S’il fallait qualifier le style Sade, ces quelques mots susurrés en introduction du titre iconique « Quiet Storm » du non moins iconique Smokey Robinson seraient les plus représentatifs et évocateurs. Douceur et chaleur, c’est exactement ce que dégage l’univers musical élaboré par Sade et ses hommes de mains. Tout au long de sa carrière, la mystérieuse Venus de la soul n’a cessé de construire une identité sonore semblable à celle d’une tempête silencieuse. Derrière cet oxymore se cache un sous genre de la soul né sur les ondes radiophoniques au milieu des années 70.
Caractérisé par son ambiance nocturne particulièrement apaisante, le quiet storm était un rendez-vous hebdomadaire sur la radio locale de Washington D.C, WHUR, avant que le concept ne s’étende progressivement sur l’ensemble des postes du territoire américain au vu de son succès fulgurant.
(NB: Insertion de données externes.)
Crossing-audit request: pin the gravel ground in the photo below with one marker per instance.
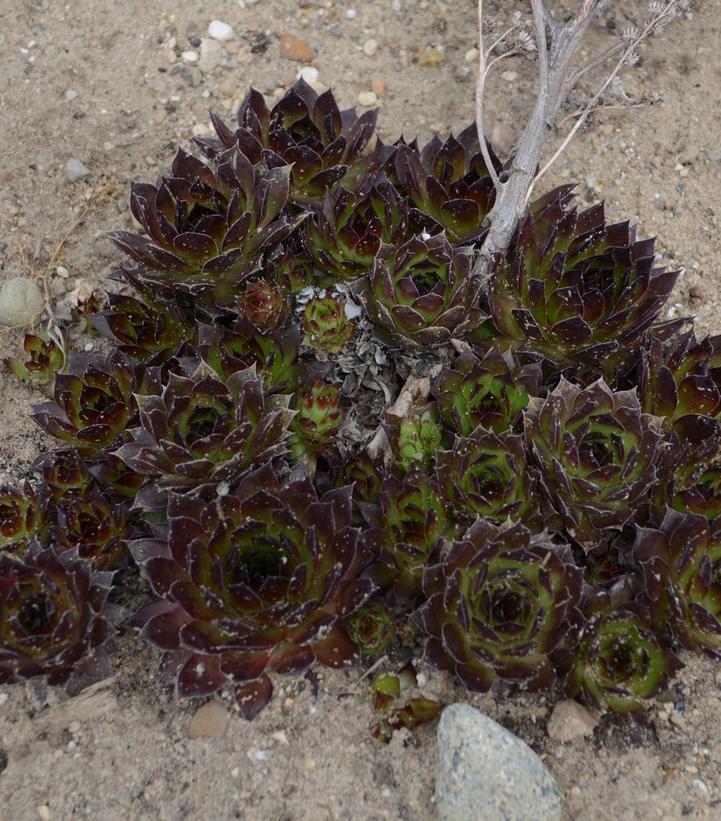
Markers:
(113, 87)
Le principe de l’émission était simple : programmer 4 heures des meilleurs slow jams de l’époque afin d’installer une ambiance intime chez les auditeurs et plus si affinités. Ces ballades romantiques downtempo que les plus insensibles qualifient de « mielleuses » connaissaient alors un véritable âge d’or avec des artistes en plein état de grâce tels que Luther Vandross, Anita Baker sans oublier le grand Marvin Gaye.
Avec le temps, le quiet storm a fini par s’affranchir des codes du slow jam classique et est devenu à son tour, un genre à part entière. Bien que son existence puisse être contestée par certains, le quiet storm possède bel et bien une identité propre. Il invoque tout un imaginaire sonore où règne une atmosphère sensuelle cotonneuse. Et sur ce terrain, la créativité de Sade a toujours fait des merveilles.
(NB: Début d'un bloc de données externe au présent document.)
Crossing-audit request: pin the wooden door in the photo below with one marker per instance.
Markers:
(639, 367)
Que ce soit les nappes de synthé ensorcelantes de « Love Is Stronger Than Pride », les ondulations de voix sur le cathartique « War of the Hearts » ou bien encore le saxophone de Stuart Matthewman voguant avec délicatesse sur « Mermaid », tout est mis en oeuvre pour dépeindre la tumultueuse vie intérieure de la chanteuse sur des compositions au calme trompeur. C’est grâce à cette signature inimitable perfectionnée au fil des années que Sade est parvenue à se hisser au panthéon des plus grandes voix de la soul.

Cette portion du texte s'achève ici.